そこに、大学院の進学率が低下しているというニュースを見て、世の中の人はどのような理由で大学院を行かない選択をしたのかを調べてみたいと思ったのがきっかけです。


大学院で学びたい学生は多い

大学院への進学希望者の割合は、理系と文系で大きく異なる。全体では62.3%だったものの、理工・農学系では84.5%と高く、人文・社会系は25.8%と低い。

その一方で大学院への進学を希望しない学生のうち、「これまで一度でも大学院への進学を考えたことがある」と答えた割合は54.6%に及ぶ。最終的には大学院進学を選ばなかったものの、大学院で学びたいと考える学生が多いことがわかる。

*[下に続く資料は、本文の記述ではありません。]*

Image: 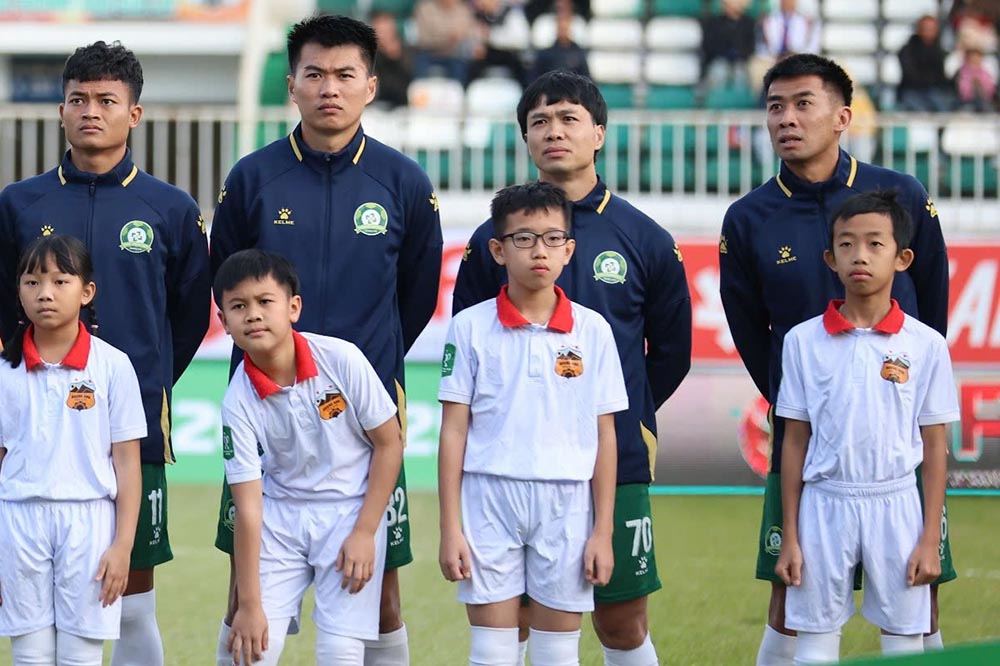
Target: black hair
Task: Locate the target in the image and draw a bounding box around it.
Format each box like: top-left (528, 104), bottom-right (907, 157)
top-left (490, 181), bottom-right (573, 238)
top-left (212, 249), bottom-right (302, 308)
top-left (517, 69), bottom-right (608, 137)
top-left (63, 41), bottom-right (142, 104)
top-left (764, 53), bottom-right (854, 106)
top-left (829, 190), bottom-right (913, 254)
top-left (0, 234), bottom-right (97, 368)
top-left (287, 14), bottom-right (378, 76)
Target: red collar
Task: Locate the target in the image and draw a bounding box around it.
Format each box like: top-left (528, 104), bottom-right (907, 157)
top-left (497, 285), bottom-right (573, 333)
top-left (823, 298), bottom-right (905, 335)
top-left (243, 331), bottom-right (319, 400)
top-left (21, 321), bottom-right (90, 370)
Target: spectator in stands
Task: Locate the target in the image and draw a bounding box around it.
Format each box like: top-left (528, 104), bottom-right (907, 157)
top-left (955, 49), bottom-right (997, 113)
top-left (898, 14), bottom-right (952, 112)
top-left (413, 0), bottom-right (482, 83)
top-left (371, 12), bottom-right (413, 108)
top-left (531, 0), bottom-right (590, 80)
top-left (699, 0), bottom-right (755, 94)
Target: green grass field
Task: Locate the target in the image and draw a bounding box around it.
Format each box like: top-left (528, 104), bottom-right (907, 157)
top-left (0, 485), bottom-right (1000, 666)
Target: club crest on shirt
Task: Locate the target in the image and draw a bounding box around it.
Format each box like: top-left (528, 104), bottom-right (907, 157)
top-left (556, 347), bottom-right (583, 379)
top-left (594, 250), bottom-right (628, 284)
top-left (316, 386), bottom-right (347, 421)
top-left (66, 379), bottom-right (95, 411)
top-left (354, 201), bottom-right (389, 236)
top-left (882, 350), bottom-right (910, 384)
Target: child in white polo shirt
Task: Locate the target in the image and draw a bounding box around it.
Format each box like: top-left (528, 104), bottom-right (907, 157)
top-left (438, 183), bottom-right (628, 666)
top-left (214, 250), bottom-right (403, 666)
top-left (0, 235), bottom-right (146, 666)
top-left (776, 191), bottom-right (959, 664)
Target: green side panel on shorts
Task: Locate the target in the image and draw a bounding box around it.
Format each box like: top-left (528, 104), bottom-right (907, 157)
top-left (594, 483), bottom-right (663, 604)
top-left (130, 463), bottom-right (174, 571)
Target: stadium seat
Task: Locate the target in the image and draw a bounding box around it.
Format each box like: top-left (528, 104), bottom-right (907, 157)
top-left (590, 0), bottom-right (645, 18)
top-left (589, 18), bottom-right (642, 50)
top-left (587, 50), bottom-right (642, 83)
top-left (531, 14), bottom-right (590, 49)
top-left (646, 16), bottom-right (701, 51)
top-left (643, 53), bottom-right (701, 86)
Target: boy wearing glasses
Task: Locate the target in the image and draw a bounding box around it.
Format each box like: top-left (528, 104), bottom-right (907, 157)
top-left (438, 183), bottom-right (628, 666)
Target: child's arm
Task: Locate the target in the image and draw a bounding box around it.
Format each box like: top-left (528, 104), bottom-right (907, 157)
top-left (774, 419), bottom-right (811, 585)
top-left (227, 479), bottom-right (268, 666)
top-left (336, 414), bottom-right (403, 594)
top-left (906, 423), bottom-right (948, 585)
top-left (438, 402), bottom-right (472, 582)
top-left (94, 439), bottom-right (142, 607)
top-left (583, 414), bottom-right (618, 585)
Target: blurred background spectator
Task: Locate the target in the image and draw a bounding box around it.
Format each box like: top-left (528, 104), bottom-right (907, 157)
top-left (371, 12), bottom-right (413, 109)
top-left (897, 14), bottom-right (953, 112)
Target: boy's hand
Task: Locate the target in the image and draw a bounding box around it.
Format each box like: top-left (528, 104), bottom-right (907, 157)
top-left (774, 539), bottom-right (802, 587)
top-left (94, 541), bottom-right (132, 608)
top-left (334, 528), bottom-right (375, 594)
top-left (226, 605), bottom-right (268, 666)
top-left (906, 539), bottom-right (941, 585)
top-left (583, 532), bottom-right (615, 586)
top-left (438, 530), bottom-right (472, 583)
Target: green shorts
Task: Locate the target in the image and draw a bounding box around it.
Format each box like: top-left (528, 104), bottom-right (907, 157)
top-left (757, 467), bottom-right (958, 590)
top-left (130, 463), bottom-right (174, 571)
top-left (215, 467), bottom-right (413, 569)
top-left (594, 483), bottom-right (663, 604)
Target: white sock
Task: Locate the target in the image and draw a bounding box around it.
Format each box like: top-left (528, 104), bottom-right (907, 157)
top-left (795, 629), bottom-right (840, 666)
top-left (316, 630), bottom-right (365, 666)
top-left (469, 627), bottom-right (517, 666)
top-left (528, 629), bottom-right (580, 666)
top-left (882, 634), bottom-right (924, 654)
top-left (10, 627), bottom-right (56, 666)
top-left (56, 631), bottom-right (104, 666)
top-left (604, 634), bottom-right (660, 666)
top-left (757, 625), bottom-right (795, 666)
top-left (365, 624), bottom-right (410, 666)
top-left (215, 618), bottom-right (233, 666)
top-left (111, 590), bottom-right (163, 666)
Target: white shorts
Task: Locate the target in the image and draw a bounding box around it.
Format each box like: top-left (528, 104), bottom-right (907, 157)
top-left (785, 474), bottom-right (931, 636)
top-left (260, 497), bottom-right (386, 640)
top-left (458, 474), bottom-right (594, 613)
top-left (0, 499), bottom-right (121, 640)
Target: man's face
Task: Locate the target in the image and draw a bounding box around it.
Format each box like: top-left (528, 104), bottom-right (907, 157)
top-left (288, 42), bottom-right (375, 143)
top-left (59, 80), bottom-right (142, 151)
top-left (526, 99), bottom-right (604, 177)
top-left (767, 76), bottom-right (851, 165)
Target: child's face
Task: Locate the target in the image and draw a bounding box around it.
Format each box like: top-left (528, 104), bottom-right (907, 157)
top-left (824, 213), bottom-right (913, 296)
top-left (490, 208), bottom-right (576, 291)
top-left (219, 275), bottom-right (302, 356)
top-left (17, 257), bottom-right (97, 330)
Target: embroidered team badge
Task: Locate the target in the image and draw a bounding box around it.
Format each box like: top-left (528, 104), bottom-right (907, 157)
top-left (594, 250), bottom-right (628, 284)
top-left (66, 379), bottom-right (96, 411)
top-left (881, 351), bottom-right (910, 384)
top-left (316, 386), bottom-right (347, 421)
top-left (354, 201), bottom-right (389, 236)
top-left (556, 347), bottom-right (583, 379)
top-left (118, 220), bottom-right (153, 254)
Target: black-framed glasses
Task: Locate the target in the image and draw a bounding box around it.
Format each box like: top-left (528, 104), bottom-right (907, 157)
top-left (500, 231), bottom-right (569, 250)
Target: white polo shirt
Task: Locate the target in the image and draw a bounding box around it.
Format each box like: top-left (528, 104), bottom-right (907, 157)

全国で大学院に進学している割合はどれくらいなのか。文部科学省が実施した2022年の学校基本調査によると、大学の学部から大学院等への進学率は12.4%だった。前年よりも0.6ポイント上昇しているものの、2010年度の15.9%をピークに減少傾向が続いている

大学院重点化政策の失敗

日本では1990年代から国の研究力を一段と高めるため、大学院重点化政策が実施されたことで、大学院が増設され、大学院生は急増した。博士課程の入学者(修士からの進学と社会人の進学)は、1992年度まで1万人以下だったのが急増して、2003年度には1万8000人を超えた。

ところが、博士課程で学ぶ大学院生の増加は、結果的に博士号取得者の
”供給過剰”につながった。就職先がない、もしくは正規の教員になれない人が続出し、任期付きの研究職で働くポスドクが増えて、いわゆる

「高学歴ワーキングプア」を生み出した。

政策によって大学院生を増やしたにもかかわらず、受け皿が用意されなかったのだ。

しかも、他の先進国が大学の論文数を増やす中で、日本の論文数は増えなかった。国際的なシェアが低下し、研究力が低下したと言われるようになった。大学院重点化政策は「失敗した」と指摘されることが一般的だ。博士課程に進む人は2003年度をピークに減少し、現在の博士課程入学者は毎年1万4000人程度で推移している。

2023年3月に「全国院生生活実態調査」の結果が発表された。これは全国大学生協連が2年に1回実施しているもので、今回の調査は2022年秋に行われ、全国の院生4645人から回答を得た。

調査は研究活動に関することから、就職活動、経済事情まで多岐にわたる。この中で、悩みやストレスの原因についての質問では

「生活費や授業料などお金に関すること」

の割合が、前回調査に比べて大幅に増えていた。

1点目は生活費の確保だ。修士課程の学生の収入では、前回と比較して「仕送り・こづかい」が減少し、「アルバイト収入」が増加している。研究活動と両立させるために、苦心している学生が少なくないようだ。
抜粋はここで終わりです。